In addressing this disconnect, Chantal hopes law schools will take a more practical approach by offering more experiential learning opportunities and clinical work. Law schools have also increasingly been offering public interest clinical and volunteer positions to fill this gap. For instance, around 180 students at the Faculty of Law participate in the operation of Downtown Legal Services, which offers legal assistance to low-income clients in refugee and immigration law among many other areas of law.
Future immigration and refugee lawyers will also need to quickly come to grips with what Chantal describes as “the wrongs” of our refugee system.
Refugee claimants continue to experience significant socioeconomic challenges and access to justice issues, because the vast majority of government money in the system is put into deciding (and sometimes rejecting) their claims on the back end. “We spend a ton of money on domestic adjudication of refugee claims,” Chantal explains. “Last time I looked, [around] 80% is spent on individualized adjudication, and refugees get [around] 5% of the budget in aid and resources, which is not sustainable. We need to address any claimants that come because we have both a moral and legal obligation to do so, but we also need to look for more regional solutions and not just litigation so people aren't stuck in refugee camps for 50 years.”
While Chantal was on the Board of Directors for the Court Challenges Program of Canada, her whole purpose was to make sure that funds were available for historically disadvantaged groups to actually advance their complaints. In her words, “the best legal arguments are not particularly useful if you can't get to court, and getting to court is very expensive.”

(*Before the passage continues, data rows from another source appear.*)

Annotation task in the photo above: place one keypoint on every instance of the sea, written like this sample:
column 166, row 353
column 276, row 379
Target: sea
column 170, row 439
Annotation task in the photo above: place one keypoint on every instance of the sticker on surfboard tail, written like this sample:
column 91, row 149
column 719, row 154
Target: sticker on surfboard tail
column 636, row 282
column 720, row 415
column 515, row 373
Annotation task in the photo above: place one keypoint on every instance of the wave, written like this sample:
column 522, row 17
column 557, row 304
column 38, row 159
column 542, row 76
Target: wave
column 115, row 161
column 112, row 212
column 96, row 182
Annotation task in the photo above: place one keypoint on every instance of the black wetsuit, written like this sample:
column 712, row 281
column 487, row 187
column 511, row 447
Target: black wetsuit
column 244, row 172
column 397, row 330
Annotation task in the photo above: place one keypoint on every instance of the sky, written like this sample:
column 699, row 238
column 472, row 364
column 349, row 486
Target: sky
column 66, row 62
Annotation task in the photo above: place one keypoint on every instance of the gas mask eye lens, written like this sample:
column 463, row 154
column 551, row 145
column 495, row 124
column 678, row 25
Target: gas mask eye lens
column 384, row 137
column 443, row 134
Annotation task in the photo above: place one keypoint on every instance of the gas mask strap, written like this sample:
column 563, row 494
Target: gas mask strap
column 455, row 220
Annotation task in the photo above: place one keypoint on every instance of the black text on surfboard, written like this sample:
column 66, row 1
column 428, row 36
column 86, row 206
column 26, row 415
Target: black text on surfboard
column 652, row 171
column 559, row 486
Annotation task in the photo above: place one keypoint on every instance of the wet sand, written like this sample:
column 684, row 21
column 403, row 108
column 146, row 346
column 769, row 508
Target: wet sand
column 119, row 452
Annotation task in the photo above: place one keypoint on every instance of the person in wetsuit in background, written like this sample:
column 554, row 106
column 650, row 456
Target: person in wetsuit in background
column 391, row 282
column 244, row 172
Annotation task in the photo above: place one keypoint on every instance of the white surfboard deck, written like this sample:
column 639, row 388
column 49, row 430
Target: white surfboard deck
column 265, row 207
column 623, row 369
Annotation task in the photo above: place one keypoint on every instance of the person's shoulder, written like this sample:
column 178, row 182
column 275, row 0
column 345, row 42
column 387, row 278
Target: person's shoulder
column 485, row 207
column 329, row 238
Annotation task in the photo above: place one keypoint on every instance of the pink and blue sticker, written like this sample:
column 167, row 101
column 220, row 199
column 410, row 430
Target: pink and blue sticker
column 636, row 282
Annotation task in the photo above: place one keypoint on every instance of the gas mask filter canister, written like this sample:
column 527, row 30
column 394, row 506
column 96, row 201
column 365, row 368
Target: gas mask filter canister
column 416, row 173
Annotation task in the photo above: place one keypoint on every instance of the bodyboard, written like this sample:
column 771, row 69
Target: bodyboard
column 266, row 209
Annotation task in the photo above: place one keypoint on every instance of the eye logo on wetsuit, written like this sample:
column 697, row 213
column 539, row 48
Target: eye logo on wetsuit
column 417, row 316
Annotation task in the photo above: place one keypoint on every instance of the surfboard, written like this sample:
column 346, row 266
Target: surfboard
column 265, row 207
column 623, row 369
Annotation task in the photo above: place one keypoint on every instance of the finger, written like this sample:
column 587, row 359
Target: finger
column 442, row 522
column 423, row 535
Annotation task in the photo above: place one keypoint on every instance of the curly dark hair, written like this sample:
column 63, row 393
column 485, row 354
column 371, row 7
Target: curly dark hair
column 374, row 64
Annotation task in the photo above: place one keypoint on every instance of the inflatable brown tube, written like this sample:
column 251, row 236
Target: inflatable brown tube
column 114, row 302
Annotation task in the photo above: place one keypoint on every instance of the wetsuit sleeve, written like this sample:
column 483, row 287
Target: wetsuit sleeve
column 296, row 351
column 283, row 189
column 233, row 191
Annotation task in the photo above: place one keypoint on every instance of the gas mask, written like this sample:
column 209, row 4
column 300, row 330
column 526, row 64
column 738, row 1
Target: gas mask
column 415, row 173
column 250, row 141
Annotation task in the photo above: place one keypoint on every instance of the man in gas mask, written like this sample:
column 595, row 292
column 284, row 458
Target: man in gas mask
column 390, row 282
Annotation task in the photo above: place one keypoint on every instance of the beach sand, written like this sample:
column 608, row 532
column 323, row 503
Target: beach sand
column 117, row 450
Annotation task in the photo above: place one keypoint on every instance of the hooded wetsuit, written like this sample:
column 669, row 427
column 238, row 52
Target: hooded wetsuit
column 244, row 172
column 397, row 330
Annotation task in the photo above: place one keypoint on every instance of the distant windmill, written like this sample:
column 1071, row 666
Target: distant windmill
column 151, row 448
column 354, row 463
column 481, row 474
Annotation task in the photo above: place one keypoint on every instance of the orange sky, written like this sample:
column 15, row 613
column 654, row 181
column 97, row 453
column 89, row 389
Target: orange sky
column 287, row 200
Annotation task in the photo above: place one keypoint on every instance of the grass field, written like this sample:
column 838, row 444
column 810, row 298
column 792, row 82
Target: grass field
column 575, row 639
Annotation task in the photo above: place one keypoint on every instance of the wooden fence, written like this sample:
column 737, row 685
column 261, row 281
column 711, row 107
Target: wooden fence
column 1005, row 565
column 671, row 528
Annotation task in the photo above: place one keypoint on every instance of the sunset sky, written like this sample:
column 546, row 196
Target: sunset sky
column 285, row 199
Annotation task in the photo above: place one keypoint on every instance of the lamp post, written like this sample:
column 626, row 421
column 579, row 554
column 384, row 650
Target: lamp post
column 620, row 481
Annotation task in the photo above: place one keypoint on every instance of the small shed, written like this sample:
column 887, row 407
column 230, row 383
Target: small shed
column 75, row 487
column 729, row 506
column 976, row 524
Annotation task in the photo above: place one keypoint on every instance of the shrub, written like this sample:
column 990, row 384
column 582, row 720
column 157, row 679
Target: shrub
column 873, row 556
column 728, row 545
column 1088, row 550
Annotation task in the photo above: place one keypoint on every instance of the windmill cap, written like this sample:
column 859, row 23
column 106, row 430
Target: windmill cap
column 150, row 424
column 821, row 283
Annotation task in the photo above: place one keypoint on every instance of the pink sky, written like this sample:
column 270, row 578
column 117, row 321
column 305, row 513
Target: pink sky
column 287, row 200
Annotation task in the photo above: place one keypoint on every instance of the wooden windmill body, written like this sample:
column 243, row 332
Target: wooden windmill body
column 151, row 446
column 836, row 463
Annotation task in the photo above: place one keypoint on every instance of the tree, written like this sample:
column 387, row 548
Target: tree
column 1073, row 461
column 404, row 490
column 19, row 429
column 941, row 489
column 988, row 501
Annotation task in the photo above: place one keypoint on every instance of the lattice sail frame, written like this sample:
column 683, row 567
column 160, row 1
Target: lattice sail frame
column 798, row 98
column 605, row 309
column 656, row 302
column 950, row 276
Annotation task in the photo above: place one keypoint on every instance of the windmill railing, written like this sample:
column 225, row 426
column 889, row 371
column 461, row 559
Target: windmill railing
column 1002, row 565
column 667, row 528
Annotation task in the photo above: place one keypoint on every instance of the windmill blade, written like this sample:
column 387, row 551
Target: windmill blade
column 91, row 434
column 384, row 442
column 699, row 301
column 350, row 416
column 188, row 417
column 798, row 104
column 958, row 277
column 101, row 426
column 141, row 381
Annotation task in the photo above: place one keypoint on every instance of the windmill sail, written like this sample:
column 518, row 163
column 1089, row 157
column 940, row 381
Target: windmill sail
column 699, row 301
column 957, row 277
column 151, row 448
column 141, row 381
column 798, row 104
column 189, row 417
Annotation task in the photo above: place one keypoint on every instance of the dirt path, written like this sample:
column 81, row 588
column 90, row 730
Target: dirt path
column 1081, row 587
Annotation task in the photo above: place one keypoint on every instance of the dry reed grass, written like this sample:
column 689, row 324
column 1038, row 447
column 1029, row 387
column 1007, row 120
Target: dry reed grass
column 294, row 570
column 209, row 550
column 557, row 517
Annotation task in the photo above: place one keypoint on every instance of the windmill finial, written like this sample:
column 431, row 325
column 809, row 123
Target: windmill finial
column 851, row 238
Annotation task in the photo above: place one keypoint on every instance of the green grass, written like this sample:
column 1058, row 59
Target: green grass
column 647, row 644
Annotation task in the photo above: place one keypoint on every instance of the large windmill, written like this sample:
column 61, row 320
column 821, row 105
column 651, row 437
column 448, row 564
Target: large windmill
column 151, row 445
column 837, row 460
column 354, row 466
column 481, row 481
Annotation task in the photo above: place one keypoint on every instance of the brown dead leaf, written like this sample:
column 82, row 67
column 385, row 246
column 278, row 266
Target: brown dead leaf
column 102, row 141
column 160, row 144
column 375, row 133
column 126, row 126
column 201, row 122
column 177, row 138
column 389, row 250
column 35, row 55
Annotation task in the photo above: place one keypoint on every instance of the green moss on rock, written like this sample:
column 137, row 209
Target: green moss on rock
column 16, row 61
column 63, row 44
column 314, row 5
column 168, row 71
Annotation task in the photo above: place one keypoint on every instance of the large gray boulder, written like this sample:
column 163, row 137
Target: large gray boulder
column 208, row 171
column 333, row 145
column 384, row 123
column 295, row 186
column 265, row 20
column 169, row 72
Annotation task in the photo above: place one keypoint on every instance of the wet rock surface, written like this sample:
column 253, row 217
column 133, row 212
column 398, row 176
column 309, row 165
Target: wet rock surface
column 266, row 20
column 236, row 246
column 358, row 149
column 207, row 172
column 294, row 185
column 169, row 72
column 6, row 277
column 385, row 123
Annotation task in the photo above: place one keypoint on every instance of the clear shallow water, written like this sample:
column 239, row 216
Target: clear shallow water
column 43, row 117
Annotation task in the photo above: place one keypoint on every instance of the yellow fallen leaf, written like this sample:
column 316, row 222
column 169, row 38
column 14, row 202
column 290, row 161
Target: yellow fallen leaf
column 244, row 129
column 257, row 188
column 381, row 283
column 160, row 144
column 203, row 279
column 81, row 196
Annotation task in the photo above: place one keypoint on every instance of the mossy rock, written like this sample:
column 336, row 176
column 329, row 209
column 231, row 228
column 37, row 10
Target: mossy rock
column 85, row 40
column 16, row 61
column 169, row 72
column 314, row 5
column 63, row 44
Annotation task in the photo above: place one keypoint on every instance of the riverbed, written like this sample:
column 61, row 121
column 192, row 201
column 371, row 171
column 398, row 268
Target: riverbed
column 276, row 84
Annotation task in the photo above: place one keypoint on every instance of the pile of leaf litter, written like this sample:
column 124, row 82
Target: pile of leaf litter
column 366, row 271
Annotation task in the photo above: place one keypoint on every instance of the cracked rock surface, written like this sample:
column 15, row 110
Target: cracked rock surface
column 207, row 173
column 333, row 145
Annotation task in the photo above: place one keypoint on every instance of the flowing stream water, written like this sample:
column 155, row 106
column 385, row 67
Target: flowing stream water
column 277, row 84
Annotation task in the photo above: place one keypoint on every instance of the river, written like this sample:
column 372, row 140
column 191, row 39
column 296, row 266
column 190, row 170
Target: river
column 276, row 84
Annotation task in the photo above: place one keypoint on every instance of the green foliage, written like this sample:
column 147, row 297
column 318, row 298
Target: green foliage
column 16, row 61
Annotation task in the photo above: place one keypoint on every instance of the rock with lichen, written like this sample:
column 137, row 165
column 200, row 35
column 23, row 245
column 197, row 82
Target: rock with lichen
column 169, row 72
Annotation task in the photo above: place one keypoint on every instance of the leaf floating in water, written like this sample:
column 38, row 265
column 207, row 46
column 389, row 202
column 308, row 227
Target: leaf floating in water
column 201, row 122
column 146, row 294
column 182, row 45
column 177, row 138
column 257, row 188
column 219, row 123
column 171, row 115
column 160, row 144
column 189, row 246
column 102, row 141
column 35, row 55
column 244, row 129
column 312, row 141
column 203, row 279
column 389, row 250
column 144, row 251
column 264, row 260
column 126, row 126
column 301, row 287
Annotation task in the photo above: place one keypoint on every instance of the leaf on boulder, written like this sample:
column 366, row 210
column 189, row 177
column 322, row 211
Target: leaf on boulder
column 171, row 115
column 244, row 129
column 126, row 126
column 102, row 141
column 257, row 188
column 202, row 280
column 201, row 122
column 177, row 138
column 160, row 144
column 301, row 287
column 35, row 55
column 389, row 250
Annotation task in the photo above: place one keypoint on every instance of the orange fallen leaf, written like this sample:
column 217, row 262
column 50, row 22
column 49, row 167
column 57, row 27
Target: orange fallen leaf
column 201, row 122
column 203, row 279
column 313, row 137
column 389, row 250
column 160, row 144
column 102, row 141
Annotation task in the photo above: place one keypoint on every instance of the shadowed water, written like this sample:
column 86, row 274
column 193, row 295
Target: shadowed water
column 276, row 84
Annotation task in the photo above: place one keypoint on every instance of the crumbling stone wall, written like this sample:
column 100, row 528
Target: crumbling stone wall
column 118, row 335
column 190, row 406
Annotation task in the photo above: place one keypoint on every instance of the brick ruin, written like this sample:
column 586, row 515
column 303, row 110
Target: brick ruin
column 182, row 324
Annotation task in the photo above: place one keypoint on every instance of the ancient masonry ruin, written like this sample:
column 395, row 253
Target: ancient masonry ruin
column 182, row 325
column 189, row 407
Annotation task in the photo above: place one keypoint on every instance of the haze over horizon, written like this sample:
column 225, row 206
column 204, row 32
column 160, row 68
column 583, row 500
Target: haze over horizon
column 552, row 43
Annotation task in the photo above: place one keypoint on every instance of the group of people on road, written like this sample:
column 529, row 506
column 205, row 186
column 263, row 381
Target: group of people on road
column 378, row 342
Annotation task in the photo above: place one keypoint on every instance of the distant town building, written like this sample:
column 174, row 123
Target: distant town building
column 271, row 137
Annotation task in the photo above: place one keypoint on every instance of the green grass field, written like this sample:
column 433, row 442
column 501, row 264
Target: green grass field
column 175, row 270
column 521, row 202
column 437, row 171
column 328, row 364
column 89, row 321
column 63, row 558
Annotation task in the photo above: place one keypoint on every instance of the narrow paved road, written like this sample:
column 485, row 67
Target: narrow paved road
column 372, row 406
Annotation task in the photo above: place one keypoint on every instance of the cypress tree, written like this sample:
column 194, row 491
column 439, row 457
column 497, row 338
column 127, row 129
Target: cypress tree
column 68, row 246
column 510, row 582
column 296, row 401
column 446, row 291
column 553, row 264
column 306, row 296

Overall, Chantal describes the current role of refugee law litigators in four parts: (1) representing vulnerable equality seeking groups, (2) doing it on the fly, (3) doing it for cheap, and (4) working as part of an extremely collaborative process.
Chantal turned to immigration and refugee law because she was able to identify with her clients and surround herself with committed and passionate community groups, networks, and leaders, those who made her feel connected to her work. She hopes that tomorrow’s lawyers have compassion and people skills to pursue this tough but important and meaningful work. “Refugee law is really international human rights law, and the clients are really champions of human rights,” Chantal concludes.